Focus. Desire. Fighting attitude. The message could not have been clearer. Arsene Wenger had chosen his words carefully to ensure there were no hidden meanings. There was no danger of miscommunication or misunderstanding.
“I said before the season started that we will get a different Theo Walcott this year,” the manager began, speaking after the victory over Watford. “If he can maintain that focus, that desire and that fighting attitude then he will have a great season.”
If. It is a word that has come to define Walcott’s career, one which implies doubt or uncertainty. If you are among your club’s highest-earning players, should you not be one of its best? If you maintain hopes of returning to the international fold, would a fresh start elsewhere not be beneficial? If you are 27 and still do not know your best playing position, is there any hope?

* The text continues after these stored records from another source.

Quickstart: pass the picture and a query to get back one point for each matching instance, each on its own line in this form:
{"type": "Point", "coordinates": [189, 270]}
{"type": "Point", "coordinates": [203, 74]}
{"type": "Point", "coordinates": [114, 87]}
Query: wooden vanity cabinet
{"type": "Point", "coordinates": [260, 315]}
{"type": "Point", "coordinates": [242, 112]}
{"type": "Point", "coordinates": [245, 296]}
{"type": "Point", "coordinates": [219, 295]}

“I have told the manager that I want to be known for playing on the right again,” said Walcott the winger on August 3. “I believe that he has all the ingredients to be a great striker,” his manager would add of Walcott the forward just five days later. After years of swapping positions, the latest comments merely added to the mystery.
Wenger made no secret of his reluctance to use Walcott as a winger. “On the flank, today there is much defensive work asked from the players that you lose a lot of his qualities when you put him there,” the manager said earlier this month. “He is not a great defender.”
Perhaps the Frenchman had a point. In the 2015/16 season, Walcott attempted just 20 tackles, winning 11. In the 2013/14 season, he attempted just six and won five. The campaign in between – 2014/15 – he did not attempt a single tackle.
Against Watford, the 27-year-old showcased his defensive capabilities. Pressing a troubled defence from the front, Walcott finally used his pace to his advantage. He completed 77 sprints – at least 12 more than any other player on the pitch. He gained possession six times, more than any other Arsenal player. Only two starters for the visitors – Nacho Monreal (four) and Rob Holding (six) – lost possession on fewer occasions. He has now attempted ten tackles this season, winning eight. And at Vicarage Road he made two interceptions. That is only two fewer than his Premier League tally for the entire 2013/14 season, and one fewer than his 2014/15 total.
Theo Walcott has won 8 tackles in 270 PL minutes this season.
In all of last season he won 11 in 1375 minutes.
— Lewis (@LGAmbrose) August 28, 2016
Coupled with his attacking input, this was Walcott at his best. No player had more than his three shots, and his assist for Alexis Sanchez’s goal was excellent. A call-up to Sam Allardyce’s first England squad is just reward for a fine start to the season.
Walcott, clearly, should no longer be perceived as a striker. But at Vicarage Road, he provided the most compelling evidence yet that he has a future as Arsenal’s right-winger. As far as focus, desire and fighting attitude go, he looks like a man playing for his future. There’s a reason for that.